The IFC does not lend directly to Vestine. It cannot. Its minimum ticket sizes, its due diligence requirements, its institutional risk frameworks — none of them are designed for a farmer with 400 coffee trees and no audited accounts. Instead, the IFC lends to a commercial bank, or to an agribusiness aggregator, or to a regional financial institution. That institution, in theory, on-lends to smallholders.
In practice, that chain rarely completes.
The commercial bank that receives IFC capital applies its own risk assessment to smallholder lending. The smallholder has no land title, no credit history, no reliable income record, no collateral. The loan does not get made. The capital sits — deployed on paper to "African agriculture," serving in reality a mid-tier agribusiness whose CEO attended the same conference as the IFC country manager.
The African Development Bank's Track Record Review (internal, 2022) acknowledged this gap quietly in its own language: "last-mile disbursement remains a structural challenge across portfolio." That is development finance speak for: the money does not reach the people it is supposed to reach.
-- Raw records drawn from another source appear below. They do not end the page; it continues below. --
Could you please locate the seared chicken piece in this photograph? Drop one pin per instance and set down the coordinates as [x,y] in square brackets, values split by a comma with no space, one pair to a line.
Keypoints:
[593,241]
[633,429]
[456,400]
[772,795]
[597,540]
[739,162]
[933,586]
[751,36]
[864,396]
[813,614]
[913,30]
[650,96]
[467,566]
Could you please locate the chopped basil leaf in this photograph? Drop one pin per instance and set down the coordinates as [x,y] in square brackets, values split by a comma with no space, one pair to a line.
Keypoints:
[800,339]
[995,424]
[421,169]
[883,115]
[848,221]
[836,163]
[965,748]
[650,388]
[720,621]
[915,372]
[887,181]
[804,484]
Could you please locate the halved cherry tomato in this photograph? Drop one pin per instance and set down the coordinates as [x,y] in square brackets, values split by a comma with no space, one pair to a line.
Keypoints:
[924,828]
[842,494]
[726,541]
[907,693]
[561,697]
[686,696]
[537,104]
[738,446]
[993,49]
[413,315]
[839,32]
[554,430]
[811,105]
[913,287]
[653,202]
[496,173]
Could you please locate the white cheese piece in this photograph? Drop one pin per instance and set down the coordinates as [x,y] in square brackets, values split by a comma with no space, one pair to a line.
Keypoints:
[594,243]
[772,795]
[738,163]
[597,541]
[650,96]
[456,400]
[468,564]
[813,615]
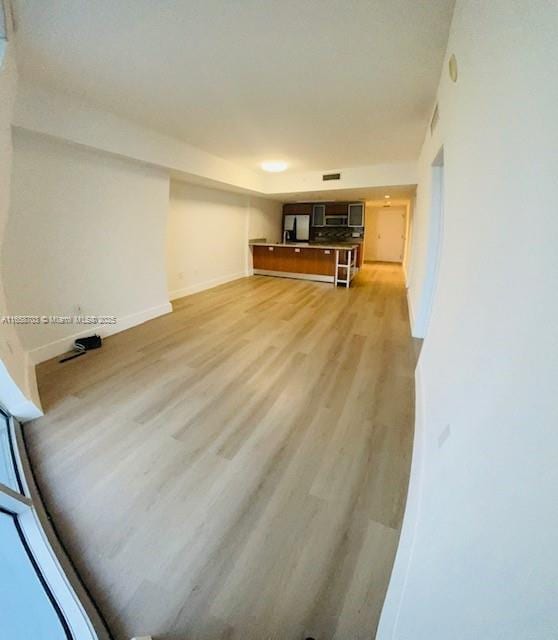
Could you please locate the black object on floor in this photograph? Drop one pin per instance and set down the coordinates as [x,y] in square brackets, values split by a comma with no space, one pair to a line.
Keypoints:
[82,345]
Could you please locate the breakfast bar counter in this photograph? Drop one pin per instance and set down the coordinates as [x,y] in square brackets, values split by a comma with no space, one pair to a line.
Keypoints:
[335,263]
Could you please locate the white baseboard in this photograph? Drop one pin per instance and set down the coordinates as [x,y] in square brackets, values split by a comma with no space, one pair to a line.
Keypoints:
[57,347]
[207,284]
[389,619]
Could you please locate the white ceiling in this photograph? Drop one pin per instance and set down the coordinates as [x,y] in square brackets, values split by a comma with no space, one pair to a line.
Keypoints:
[318,83]
[369,193]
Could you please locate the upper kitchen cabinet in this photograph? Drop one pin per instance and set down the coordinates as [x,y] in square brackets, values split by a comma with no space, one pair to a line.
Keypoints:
[318,215]
[298,208]
[356,215]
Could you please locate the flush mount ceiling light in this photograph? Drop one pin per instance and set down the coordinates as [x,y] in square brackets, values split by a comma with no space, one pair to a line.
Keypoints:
[274,166]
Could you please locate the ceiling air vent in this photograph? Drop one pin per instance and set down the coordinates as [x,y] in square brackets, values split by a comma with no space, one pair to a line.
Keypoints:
[434,120]
[331,176]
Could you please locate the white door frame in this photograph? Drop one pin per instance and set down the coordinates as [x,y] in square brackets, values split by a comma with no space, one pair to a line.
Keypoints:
[435,234]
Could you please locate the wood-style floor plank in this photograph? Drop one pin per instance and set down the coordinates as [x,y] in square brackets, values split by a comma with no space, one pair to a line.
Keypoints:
[238,468]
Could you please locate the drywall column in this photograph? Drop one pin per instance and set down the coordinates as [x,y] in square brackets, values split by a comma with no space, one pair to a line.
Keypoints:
[18,389]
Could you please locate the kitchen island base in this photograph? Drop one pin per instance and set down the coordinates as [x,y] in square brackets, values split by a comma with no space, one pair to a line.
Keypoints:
[331,263]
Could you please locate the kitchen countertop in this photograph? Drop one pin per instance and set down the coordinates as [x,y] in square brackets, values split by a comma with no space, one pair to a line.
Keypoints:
[344,246]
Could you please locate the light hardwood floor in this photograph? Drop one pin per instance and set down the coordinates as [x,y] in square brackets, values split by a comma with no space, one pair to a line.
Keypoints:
[237,469]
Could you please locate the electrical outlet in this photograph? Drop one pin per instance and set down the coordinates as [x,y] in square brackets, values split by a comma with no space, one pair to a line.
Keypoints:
[444,435]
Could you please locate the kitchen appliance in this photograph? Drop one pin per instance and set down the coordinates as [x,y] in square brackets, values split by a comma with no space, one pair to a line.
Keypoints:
[296,228]
[336,221]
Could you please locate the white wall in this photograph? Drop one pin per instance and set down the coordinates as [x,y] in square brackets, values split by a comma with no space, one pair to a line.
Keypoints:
[18,389]
[479,556]
[208,232]
[265,219]
[85,229]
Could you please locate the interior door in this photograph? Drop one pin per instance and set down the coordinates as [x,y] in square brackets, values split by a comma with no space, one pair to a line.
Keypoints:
[385,235]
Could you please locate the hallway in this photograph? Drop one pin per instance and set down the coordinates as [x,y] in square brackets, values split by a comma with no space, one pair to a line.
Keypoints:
[238,468]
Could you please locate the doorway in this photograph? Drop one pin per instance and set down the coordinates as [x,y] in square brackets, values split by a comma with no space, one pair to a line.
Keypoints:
[385,232]
[422,318]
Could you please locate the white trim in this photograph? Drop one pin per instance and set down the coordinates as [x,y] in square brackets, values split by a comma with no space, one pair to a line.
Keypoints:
[57,347]
[208,284]
[13,501]
[387,628]
[51,569]
[411,313]
[296,276]
[14,400]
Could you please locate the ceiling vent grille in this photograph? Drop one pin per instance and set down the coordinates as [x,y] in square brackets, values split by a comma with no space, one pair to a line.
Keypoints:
[331,176]
[434,120]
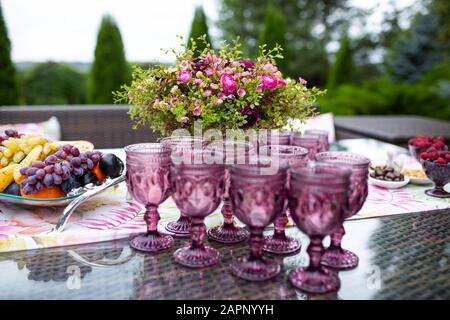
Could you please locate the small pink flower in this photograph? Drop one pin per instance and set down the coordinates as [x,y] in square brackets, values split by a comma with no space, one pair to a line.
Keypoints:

UKEF — the UK Export Finance agency — operates with a similar structural distance. Its instruments are designed for exporters and buyers in international trade chains. The smallholder cooperative in Ghana that wants to enter the UK specialty coffee market must first find an exporter willing to use UKEF-backed financing on their behalf. That exporter takes a margin. The cooperative takes the residual. The smallholder takes whatever is left after the cooperative's own costs.
The distance from the press release to the farm gate is not geographical. It is structural.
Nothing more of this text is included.